Aquí fue donde me dejaron para que el viento quemara mi piel, el agua perforara mis carnes y el lodo aplastara mis huesos.
No había mucho que pudiera hacer. No tenía opción y todos lo sabían, inclusive ese pintor de medio pelo: él sólo fue a presenciar un asesinato.


Era día de mercado y todos estábamos afuera. El olor de las frutas, el rumor de los niños jugando y el sol que abría cada uno de los poros para poder entrar, hacían relucir las calles viejas de La Coruña. La mañana era tranquila, como todas las mañanas en el mercado, pero todos sabíamos que algo grande vendría, todos nos mirábamos como esperando algo, todos mirábamos las verduras mientras pensábamos para dónde correr. Todos sabíamos que algo grande vendría, simplemente no sabíamos cuándo.


Aquí fue donde me dejaron, pudriéndome entre la porquería de los hombres, haciéndome otro bulto en la tierra.


“¡José, escóndete bien!” Eso fue lo único que pude decirle a mi esposo cuando ellos llegaron. Estábamos en el mercado mis tres hijos y nosotros dos: yo y el otro que llevo adentro. Estábamos ahí cuando los perros llegaron corriendo, tres perros flacos, con las costillas marcadas a través la piel. Babeando una saliva tan densa como la brea y jadeando como si el alma se les fuera a salir por la garganta. Llegaron ladrando y todos nos miramos, como diciéndonos con nuestras pupilas que la hora había llegado.
Apenas les estábamos sirviendo agua a los perros que habían corrido colina arriba, cuando por esa misma colina aparecieron esas banderas, las banderas de Fernando VII y luego las cabezas de sus generales y luego sus caballos. Este era el día que todos estábamos esperando, este era el día que implorábamos que no llegara, este era el día que todos temíamos.
Los caballos y las bestias encima de lo caballos arrasaron todo: pasaban por encima de los puestos y de las personas, destrozaban frutas y huesos. “¡José, escóndete bien!” fue lo único que pude decir después de que atravesé el mercado con mis tres hijos y entré a mi casa, donde me esperaba mi esposo; sin embargo, antes de que él pudiera pararse de la cama, ya tenía a dos militares encima de él, estrellando su cabeza contra el piso.

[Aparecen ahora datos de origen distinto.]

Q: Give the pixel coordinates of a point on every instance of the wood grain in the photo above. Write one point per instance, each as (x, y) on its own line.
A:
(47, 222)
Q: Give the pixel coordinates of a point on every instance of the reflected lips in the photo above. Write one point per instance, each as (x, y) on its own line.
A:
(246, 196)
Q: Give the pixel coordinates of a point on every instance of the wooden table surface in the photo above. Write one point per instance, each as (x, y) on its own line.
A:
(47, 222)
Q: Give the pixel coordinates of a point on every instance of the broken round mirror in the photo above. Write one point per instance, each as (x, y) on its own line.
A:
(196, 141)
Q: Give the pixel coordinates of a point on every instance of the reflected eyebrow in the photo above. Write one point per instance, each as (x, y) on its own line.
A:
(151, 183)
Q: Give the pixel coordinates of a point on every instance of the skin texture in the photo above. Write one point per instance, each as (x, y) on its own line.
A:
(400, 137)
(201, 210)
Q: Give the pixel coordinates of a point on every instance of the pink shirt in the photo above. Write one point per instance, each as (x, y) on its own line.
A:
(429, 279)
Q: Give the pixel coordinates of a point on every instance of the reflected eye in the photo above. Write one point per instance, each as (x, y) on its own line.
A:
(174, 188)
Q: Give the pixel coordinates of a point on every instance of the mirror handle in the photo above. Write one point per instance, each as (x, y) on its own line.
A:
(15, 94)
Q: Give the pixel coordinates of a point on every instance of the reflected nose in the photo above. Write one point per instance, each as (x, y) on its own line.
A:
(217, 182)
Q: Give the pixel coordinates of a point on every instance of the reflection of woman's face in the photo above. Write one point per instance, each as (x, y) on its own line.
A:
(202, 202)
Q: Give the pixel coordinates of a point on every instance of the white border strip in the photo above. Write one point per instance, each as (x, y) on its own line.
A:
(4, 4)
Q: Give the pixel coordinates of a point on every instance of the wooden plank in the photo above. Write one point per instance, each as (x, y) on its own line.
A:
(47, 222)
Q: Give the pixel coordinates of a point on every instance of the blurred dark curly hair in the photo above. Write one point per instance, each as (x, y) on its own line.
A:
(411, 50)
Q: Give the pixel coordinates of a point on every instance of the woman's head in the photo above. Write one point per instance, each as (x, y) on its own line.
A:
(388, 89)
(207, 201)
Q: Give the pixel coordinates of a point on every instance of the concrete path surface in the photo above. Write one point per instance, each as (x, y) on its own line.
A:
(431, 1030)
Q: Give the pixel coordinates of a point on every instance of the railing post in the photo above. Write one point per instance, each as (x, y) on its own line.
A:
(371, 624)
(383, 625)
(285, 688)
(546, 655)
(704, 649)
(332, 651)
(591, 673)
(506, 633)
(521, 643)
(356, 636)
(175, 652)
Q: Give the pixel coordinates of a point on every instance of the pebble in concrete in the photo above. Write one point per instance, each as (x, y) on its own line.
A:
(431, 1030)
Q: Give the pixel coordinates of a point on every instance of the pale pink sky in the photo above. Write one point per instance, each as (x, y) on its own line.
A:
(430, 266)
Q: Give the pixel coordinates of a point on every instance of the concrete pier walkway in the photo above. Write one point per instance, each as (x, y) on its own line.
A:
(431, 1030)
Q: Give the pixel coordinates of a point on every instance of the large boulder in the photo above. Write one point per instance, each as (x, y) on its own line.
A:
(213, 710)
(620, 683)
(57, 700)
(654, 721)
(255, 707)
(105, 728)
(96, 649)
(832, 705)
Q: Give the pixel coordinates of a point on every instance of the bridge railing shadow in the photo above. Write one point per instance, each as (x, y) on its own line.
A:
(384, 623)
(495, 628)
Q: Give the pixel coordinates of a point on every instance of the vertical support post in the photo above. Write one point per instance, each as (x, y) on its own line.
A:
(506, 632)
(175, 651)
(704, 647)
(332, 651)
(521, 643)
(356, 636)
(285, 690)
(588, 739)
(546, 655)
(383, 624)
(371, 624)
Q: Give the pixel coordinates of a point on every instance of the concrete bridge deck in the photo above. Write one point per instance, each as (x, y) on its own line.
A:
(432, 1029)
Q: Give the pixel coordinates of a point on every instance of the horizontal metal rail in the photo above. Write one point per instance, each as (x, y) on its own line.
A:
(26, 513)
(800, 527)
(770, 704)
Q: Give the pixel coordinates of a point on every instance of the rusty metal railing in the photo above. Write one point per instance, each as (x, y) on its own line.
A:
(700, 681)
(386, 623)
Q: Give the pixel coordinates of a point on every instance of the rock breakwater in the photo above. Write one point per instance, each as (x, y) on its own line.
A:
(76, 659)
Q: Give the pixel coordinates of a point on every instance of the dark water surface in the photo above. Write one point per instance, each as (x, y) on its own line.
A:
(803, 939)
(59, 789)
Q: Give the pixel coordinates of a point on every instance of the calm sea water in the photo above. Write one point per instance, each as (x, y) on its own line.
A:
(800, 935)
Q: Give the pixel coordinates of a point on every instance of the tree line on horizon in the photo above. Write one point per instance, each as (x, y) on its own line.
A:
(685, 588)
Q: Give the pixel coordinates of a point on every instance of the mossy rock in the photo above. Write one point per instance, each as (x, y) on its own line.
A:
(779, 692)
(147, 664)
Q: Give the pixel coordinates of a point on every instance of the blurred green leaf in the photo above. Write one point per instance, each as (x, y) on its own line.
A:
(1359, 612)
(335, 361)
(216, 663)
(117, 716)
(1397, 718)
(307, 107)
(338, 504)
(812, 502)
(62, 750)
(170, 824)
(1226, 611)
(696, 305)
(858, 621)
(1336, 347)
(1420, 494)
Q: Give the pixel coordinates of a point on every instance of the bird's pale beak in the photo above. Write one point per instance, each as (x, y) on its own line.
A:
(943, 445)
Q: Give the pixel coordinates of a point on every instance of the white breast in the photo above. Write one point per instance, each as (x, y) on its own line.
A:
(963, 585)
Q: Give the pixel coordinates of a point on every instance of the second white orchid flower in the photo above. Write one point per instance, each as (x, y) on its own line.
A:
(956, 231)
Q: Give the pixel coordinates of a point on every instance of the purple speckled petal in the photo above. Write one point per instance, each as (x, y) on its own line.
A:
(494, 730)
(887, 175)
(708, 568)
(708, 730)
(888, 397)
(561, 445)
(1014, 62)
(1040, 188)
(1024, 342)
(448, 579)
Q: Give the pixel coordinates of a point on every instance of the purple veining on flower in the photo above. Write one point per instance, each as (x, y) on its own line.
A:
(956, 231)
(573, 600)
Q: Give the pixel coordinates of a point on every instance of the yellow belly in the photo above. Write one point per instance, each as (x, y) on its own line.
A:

— Mi Capitán, no han encontrado nada— le dijo un soldado al capitán Calderón.
— ¡Eso es imposible! Todo empezó aquí, en esta plaza, tiene que haber algo. Riego pasó por Galicia formando su ejército, tuvo que haber pasado por La Coruña— respondió Calderón, un hombre de piel y alma curtida, casi podridas por cientos de batallas, persecuciones y masacres—; ¡ja! Creer que puede derrotar al gran Fernando con su dizque constitución… Pero aquí estuvo, en esta plaza, tuvo que haber dejado algo… o a alguien.
— La gente dice que Riego se fue hace cuatro días, todos se fueron con él.
— ¡Ya sé! — le replicó Calderón casi escupiendo al tímido soldado— Pero tuvo que dejar algo. ¡Seguid buscando!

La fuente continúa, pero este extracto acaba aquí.